Homeopatia Infantil e Saúde de Adultos

quarta-feira, 1 de abril de 2026

Como dialogar com o médico de família sobre terapias complementares


Ao longo dos últimos anos, tenho acompanhado uma mudança interessante: cada vez mais pessoas procuram integrar diferentes abordagens no cuidado da sua saúde. Já não se trata de escolher entre medicina convencional ou terapias complementares, mas sim de encontrar formas responsáveis de as articular.

No entanto, há ainda um obstáculo frequente: a dificuldade em falar com o médico de família sobre esse tema.

Este texto é um convite a um diálogo mais aberto, informado e seguro — sempre com o foco no que realmente importa: o bem-estar do paciente.


1. Partir do princípio certo: não são “lados opostos”

Um dos maiores equívocos é assumir que existe um conflito inevitável entre medicina convencional e terapias complementares.

Na prática clínica séria, isso não precisa de acontecer.

A medicina convencional é insubstituível em múltiplas situações — diagnóstico, urgência, controlo de doenças agudas e crónicas com risco. As terapias complementares, quando bem utilizadas, podem contribuir em áreas como:

  • bem-estar geral
  • gestão de sintomas sem resposta convencional
  • apoio em situações crónicas
  • abordagem mais individualizada
  • Verdadeiro processo de cura, não focando somente na supressão de sintomas

O primeiro passo para um bom diálogo é precisamente este: não encarar a conversa como um confronto, mas como uma colaboração.


2. Transparência total: o que está a fazer (ou pretende fazer)

Muitos pacientes evitam falar com o médico sobre terapias complementares por receio de julgamento.

Esse silêncio, embora compreensível, pode ser prejudicial.

É fundamental informar o médico sobre:

  • qualquer tratamento complementar em curso
  • suplementos ou produtos utilizados
  • intenção de iniciar uma nova abordagem

3. Evitar linguagem defensiva ou confrontativa

A forma como a conversa é iniciada faz toda a diferença.

Em vez de:

  • “Isto é melhor do que a medicação convencional”
  • “A medicina convencional não resolve nada”

Pode ser mais produtivo dizer:

  • “Gostava de complementar o tratamento com outra abordagem”
  • “Tenho interesse em explorar esta opção de forma segura”

O objetivo não é convencer, mas sim abrir espaço para diálogo.


4. Levar informação — mas com critério

Trazer informação pode ser útil, mas há um ponto crítico: a qualidade das fontes.

Hoje em dia, grande parte da informação disponível online não é rigorosa.
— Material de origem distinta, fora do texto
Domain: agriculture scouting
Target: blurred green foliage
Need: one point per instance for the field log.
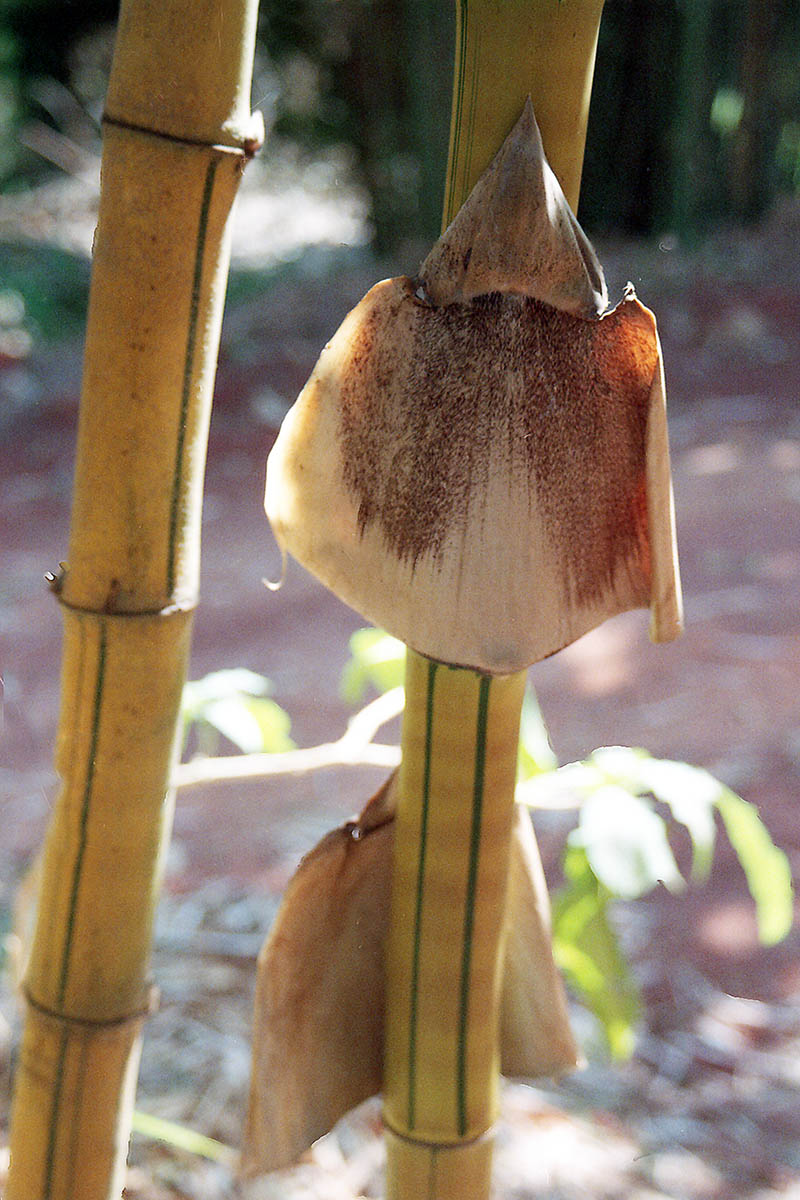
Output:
(627, 807)
(696, 108)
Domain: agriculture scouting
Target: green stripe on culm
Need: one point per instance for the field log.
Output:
(420, 898)
(83, 820)
(469, 905)
(188, 370)
(458, 100)
(49, 1158)
(77, 871)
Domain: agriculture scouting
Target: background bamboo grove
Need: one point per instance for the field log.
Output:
(178, 131)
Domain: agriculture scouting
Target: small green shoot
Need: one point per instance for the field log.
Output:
(236, 706)
(377, 660)
(181, 1138)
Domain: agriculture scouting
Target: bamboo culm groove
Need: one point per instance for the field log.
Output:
(445, 945)
(461, 729)
(174, 145)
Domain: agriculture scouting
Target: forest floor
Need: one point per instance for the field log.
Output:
(709, 1107)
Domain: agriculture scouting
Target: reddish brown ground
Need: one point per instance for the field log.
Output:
(725, 696)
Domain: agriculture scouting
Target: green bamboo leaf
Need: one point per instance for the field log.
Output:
(181, 1138)
(587, 949)
(254, 724)
(767, 868)
(626, 843)
(218, 685)
(690, 792)
(377, 660)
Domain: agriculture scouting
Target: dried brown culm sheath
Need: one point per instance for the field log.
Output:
(517, 234)
(487, 479)
(319, 1006)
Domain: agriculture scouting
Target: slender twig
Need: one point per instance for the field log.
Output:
(355, 748)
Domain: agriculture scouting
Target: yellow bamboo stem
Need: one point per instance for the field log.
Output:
(505, 52)
(452, 844)
(461, 729)
(176, 135)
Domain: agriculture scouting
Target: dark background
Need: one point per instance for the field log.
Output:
(696, 108)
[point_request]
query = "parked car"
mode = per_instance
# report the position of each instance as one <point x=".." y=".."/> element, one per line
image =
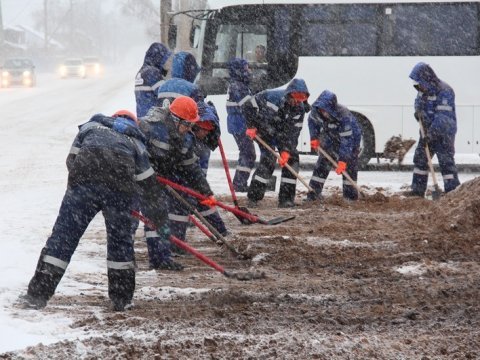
<point x="93" y="66"/>
<point x="18" y="71"/>
<point x="73" y="67"/>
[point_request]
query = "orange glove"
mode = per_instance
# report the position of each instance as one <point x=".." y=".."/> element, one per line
<point x="284" y="157"/>
<point x="341" y="167"/>
<point x="210" y="201"/>
<point x="314" y="144"/>
<point x="251" y="133"/>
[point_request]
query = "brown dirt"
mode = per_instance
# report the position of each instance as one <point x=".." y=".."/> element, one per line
<point x="386" y="277"/>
Promessas exageradas, simplificações abusivas e falta de contexto são comuns.

Se optar por levar informação:

  • privilegie fontes credíveis
  • evite conteúdos sensacionalista
  • esteja disponível para discutir limitações

Mostrar uma postura equilibrada tende a gerar mais abertura do outro lado.


5. Aceitar limites (dos dois lados)

Nem todos os médicos estão familiarizados com terapias complementares. Nem todos se sentem confortáveis em recomendá-las.

Isso não significa necessariamente desinteresse ou rejeição — pode simplesmente refletir formação, experiência ou responsabilidade clínica.

O diálogo construtivo começa quando ambos os lados reconhecem os seus limites.


6. O papel do paciente: responsabilidade e discernimento

Integrar diferentes abordagens exige mais do paciente.

Implica:

  • espírito crítico
  • capacidade de ouvir diferentes perspetivas
  • responsabilidade nas escolhas

Não se trata de “delegar” totalmente, nem de assumir controlo absoluto — mas de participar ativamente no próprio cuidado.


7. O objetivo comum: cuidar melhor, não ter razão

No fim, há algo que importa sublinhar: o objetivo da consulta não é decidir quem está certo.

É cuidar melhor.

Quando existe abertura, respeito e foco no bem-estar do paciente, é possível construir pontes. E essas pontes são, muitas vezes, o caminho mais sólido para uma abordagem verdadeiramente integrada.

Em síntese:

Falar com o médico de família sobre terapias complementares não deve ser um tabu. Com transparência, respeito e informação de qualidade, é possível transformar uma conversa potencialmente difícil numa oportunidade de cuidado mais completo e consciente.